Many people who find themselves only able to fall asleep while lying on their front might be asking themselves: is it bad to sleep on your stomach? While stomach sleeping can be rather comfortable to some, it’s one of the most unpopular sleeping positions and with a good reason. According to experts, sleeping on your stomach every night can lead to a series of health issues, including back and shoulder pain. 

If you’re usually a stomach sleeper, this article can help you understand why this position might not be beneficial for your spinal alignment, and what you can do to ease the strain on your back while sleeping on your front. 

Is it Bad to Sleep on Your Stomach? 

So, is it bad to sleep on your stomach? The shortest answer is – yes. While there are some benefits to this sleeping position such as reduced snoring, sleeping on your stomach strains your back and neck. This can inevitably lead to shoulder, neck and back pain, poor sleep and morning aches. You should also avoid sleeping on your stomach if you’re pregnant. 

Why Shouldn’t You Sleep on Your Stomach? 

If you have ever had the experience of waking up with pain in your shoulder or neck, you might be inclined to think it’s due to an injury or health issue. However, oftentimes it can be due to your sleeping position. Particularly if you sleep on your stomach. Here are some of the reasons, why you should consider not sleeping on your front if you can help it: 

May Lead to Spinal Misalignment

Stomach sleeping causes your torso to naturally sink into the mattress due to its weight. As a result of that your back takes an arched position, stretching your spine. This misaligned position puts stress and strain on your spine, which in the long run is likely to lead to aches and pains in your back. 

Can Cause Neck or Shoulder Pain

This sleeping position can also increase the risk of pain in your neck and shoulders.
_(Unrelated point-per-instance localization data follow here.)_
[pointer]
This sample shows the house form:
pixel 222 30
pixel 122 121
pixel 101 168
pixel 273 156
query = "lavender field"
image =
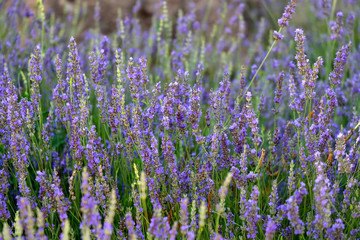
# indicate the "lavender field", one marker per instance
pixel 246 127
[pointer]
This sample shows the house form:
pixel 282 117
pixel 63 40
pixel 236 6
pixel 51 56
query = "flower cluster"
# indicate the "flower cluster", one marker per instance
pixel 192 127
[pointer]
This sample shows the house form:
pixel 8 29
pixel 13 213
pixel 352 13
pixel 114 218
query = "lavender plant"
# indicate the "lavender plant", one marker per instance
pixel 183 130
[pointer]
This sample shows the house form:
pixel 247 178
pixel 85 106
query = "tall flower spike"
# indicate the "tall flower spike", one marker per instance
pixel 35 69
pixel 287 15
pixel 337 74
pixel 302 63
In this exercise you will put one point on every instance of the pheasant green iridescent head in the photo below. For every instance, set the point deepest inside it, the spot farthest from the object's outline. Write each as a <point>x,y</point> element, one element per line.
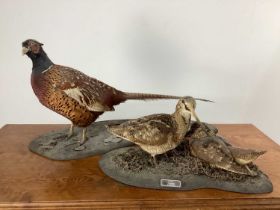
<point>31,48</point>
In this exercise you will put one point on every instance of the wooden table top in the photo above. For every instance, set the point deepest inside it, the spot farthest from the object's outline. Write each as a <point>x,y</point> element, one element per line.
<point>30,181</point>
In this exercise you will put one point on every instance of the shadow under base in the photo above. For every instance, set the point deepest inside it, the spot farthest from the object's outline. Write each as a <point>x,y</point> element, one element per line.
<point>177,170</point>
<point>56,146</point>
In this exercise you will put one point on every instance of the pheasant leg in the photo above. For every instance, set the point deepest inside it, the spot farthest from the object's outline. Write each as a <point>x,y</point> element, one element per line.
<point>71,131</point>
<point>155,160</point>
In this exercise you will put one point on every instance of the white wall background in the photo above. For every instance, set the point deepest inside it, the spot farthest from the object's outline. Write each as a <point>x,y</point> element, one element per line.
<point>224,50</point>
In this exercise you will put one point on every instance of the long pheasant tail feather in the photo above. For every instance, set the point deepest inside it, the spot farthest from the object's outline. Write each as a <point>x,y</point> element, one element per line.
<point>147,96</point>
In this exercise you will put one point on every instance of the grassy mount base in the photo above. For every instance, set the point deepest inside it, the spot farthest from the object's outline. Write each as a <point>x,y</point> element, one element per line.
<point>132,166</point>
<point>56,146</point>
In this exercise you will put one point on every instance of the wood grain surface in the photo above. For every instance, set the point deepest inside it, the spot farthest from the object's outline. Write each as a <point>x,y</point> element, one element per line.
<point>28,181</point>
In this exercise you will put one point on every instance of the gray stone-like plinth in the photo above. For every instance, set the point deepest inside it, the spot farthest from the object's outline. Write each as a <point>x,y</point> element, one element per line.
<point>177,171</point>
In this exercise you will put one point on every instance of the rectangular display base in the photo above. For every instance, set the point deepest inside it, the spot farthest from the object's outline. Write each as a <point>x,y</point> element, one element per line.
<point>28,181</point>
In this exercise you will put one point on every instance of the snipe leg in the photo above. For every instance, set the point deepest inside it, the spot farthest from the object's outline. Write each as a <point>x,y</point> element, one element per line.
<point>84,136</point>
<point>82,141</point>
<point>155,160</point>
<point>252,173</point>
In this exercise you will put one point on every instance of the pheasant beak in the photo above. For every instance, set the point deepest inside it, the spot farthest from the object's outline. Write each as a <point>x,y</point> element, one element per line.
<point>25,50</point>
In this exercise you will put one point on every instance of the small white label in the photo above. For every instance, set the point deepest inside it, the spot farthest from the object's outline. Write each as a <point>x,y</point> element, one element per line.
<point>170,183</point>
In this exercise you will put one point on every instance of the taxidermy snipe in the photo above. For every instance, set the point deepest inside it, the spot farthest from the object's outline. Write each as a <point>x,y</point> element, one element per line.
<point>158,133</point>
<point>220,155</point>
<point>71,93</point>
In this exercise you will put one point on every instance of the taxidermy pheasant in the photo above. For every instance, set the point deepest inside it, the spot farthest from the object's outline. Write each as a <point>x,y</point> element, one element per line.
<point>72,94</point>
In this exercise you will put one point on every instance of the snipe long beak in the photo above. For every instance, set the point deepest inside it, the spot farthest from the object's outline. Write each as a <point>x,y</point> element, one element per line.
<point>200,123</point>
<point>25,50</point>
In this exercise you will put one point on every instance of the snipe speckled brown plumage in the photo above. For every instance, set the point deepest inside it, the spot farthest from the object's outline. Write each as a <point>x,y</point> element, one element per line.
<point>158,133</point>
<point>71,93</point>
<point>219,154</point>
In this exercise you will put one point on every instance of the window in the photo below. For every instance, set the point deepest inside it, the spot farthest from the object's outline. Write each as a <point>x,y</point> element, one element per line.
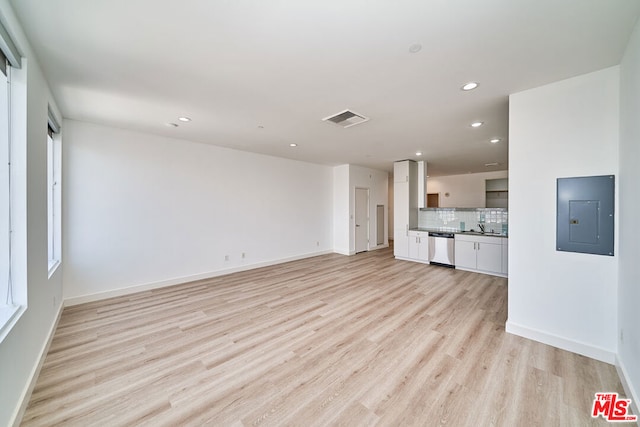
<point>54,225</point>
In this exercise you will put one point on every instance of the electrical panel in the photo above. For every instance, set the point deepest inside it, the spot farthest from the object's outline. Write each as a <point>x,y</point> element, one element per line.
<point>585,214</point>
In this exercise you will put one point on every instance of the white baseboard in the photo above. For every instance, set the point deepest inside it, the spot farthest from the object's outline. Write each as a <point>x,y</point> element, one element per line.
<point>573,346</point>
<point>70,301</point>
<point>631,392</point>
<point>35,372</point>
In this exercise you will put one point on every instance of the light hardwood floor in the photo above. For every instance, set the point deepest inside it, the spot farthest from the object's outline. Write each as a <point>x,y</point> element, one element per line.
<point>330,340</point>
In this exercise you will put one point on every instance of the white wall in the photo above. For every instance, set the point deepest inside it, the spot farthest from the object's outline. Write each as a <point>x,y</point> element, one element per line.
<point>346,179</point>
<point>21,350</point>
<point>465,191</point>
<point>390,199</point>
<point>629,285</point>
<point>565,129</point>
<point>143,211</point>
<point>341,237</point>
<point>378,184</point>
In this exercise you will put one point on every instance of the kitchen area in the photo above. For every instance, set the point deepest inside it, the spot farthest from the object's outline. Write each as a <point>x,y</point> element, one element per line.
<point>461,237</point>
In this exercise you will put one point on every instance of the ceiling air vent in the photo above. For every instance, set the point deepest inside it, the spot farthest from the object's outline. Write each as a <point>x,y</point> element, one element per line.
<point>346,118</point>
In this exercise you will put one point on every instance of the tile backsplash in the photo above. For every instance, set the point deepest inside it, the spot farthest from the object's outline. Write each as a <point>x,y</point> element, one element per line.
<point>495,220</point>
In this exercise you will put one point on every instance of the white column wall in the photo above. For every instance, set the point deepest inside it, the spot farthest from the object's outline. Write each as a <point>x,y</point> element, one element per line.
<point>143,211</point>
<point>629,289</point>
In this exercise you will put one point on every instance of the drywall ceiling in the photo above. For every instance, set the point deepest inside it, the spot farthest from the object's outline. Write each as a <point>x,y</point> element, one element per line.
<point>260,75</point>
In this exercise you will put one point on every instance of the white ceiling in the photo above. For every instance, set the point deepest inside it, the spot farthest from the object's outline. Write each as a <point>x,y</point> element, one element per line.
<point>257,75</point>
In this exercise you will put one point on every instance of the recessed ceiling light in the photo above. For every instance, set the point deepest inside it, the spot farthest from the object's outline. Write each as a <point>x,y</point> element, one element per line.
<point>470,86</point>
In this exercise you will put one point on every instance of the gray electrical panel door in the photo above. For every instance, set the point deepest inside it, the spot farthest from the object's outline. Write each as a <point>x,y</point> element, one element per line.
<point>585,214</point>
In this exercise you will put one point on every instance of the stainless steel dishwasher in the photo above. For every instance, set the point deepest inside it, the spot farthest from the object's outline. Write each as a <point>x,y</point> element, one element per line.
<point>442,249</point>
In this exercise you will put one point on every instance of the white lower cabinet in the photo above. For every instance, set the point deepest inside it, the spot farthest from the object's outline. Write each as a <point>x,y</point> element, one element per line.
<point>483,254</point>
<point>419,246</point>
<point>400,243</point>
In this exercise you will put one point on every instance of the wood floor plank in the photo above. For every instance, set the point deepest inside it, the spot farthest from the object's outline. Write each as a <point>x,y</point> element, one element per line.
<point>330,340</point>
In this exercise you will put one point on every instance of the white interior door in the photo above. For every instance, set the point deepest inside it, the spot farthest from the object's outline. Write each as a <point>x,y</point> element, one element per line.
<point>362,219</point>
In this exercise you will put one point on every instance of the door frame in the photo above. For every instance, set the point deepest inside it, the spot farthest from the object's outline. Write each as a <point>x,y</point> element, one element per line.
<point>355,216</point>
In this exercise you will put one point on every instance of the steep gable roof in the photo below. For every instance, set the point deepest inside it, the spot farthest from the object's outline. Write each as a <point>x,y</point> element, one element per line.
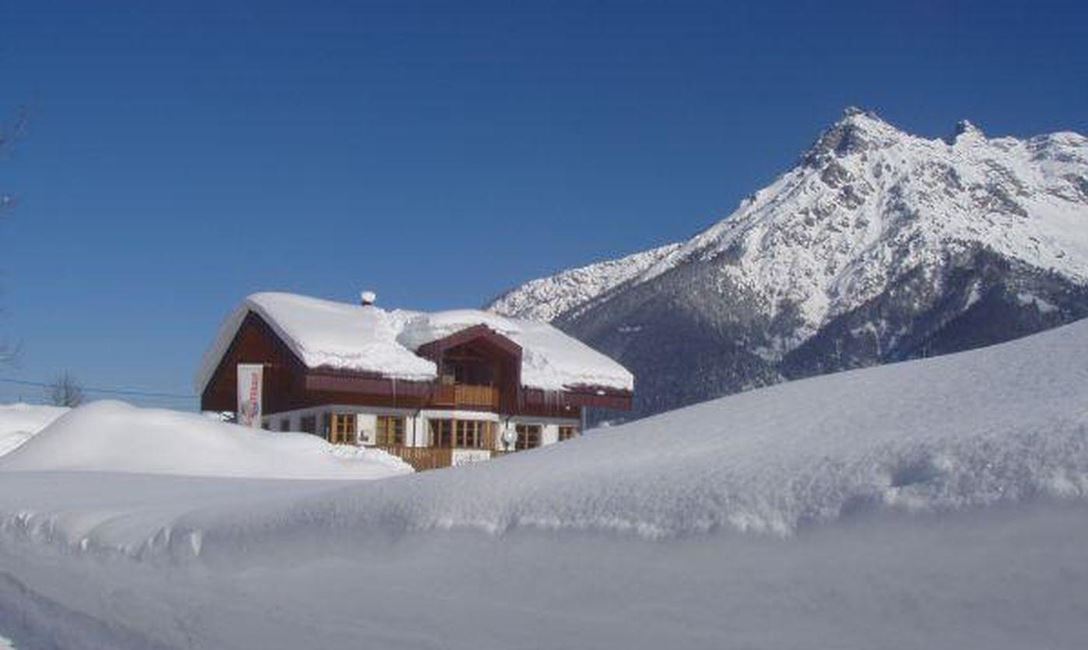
<point>367,339</point>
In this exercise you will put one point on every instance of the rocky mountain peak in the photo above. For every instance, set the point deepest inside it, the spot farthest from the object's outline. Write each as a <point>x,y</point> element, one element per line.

In order to breathe while sleeping on your front, you have to turn your head to one side. This requires you to twist your neck which moves it out of its natural alignment with the spine. The strain on your neck while sleeping in this position can lead to aches in that area upon waking. As a result of that you can experience additional complications including headaches and pain in your shoulders all the way down your arms. 

Increases Risk of Wrinkles and Breakouts

One side of your face being pressed into the pillow all night may stretch and pull your skin. This as a result can be a contributing factor to facial wrinkles. In addition bacteria from your pillow and bedsheets can more easily get onto your skin leading to spots and even acne breakouts. 

What is the Healthiest Sleeping Position? 

The healthiest sleeping position is one that supports proper spinal alignment throughout the night. According to research, stomach sleeping is the worst position when it comes to back support. Sleeping on your side or back offers a better spinal alignment and can be beneficial if you’re experiencing back pain. 

Back sleeping can help with discomfort and aches in your back and neck. This sleeping position promotes the nest spinal alignment. It also prevents the risk of wrinkles and acne. On the negative side, however, sleeping on your back can increase the risk of sleep apnea or snoring.

If those are particular concerns for you, side sleeping can provide a better alternative. Side sleeping can help alleviate the pressure on your spine and offer good support, while also relieving snoring and sleep apnea. 

How to Avoid Back Pain When Sleeping on Your Stomach? 

If it’s impossible for you to get comfortable in any other position, despite making an effort, then here are some tips you can try to minimise the negative effects of stomach sleeping: 

Consider a Firmer Mattress

Stomach sleepers can greatly benefit from a mattress that’s on the firmer side. A medium to firm mattress can provide relief for major pressure points in your body such as your lower back, so you can sleep on your front without having to worry about potential pain in your back or neck.  If you’re looking to switch to a firm mattress you can browse our options here

Go for Thin Pillows

Sleeping with a very thin pillow or no pillow at all can help with pressure in your neck and shoulders. The thicker your pillow the more strain is put on your neck, because the pillow forces your head to angle upwards. When you sleep with no pillow at all your neck is more likely to remain in line with your spine. 

To further improve your spinal alignment while sleeping on your front you can try placing a thin pillow underneath your pelvis, between your mid-thigh and lower stomach. This can stop your midsection from sinking into the mattress taking off additional pressure from your spine. 

Stretch in the Morning

Finally, gentle morning stretches can help realign your spine. In addition, a bit of movement in the morning can help shake off the sleep and energise you for the day.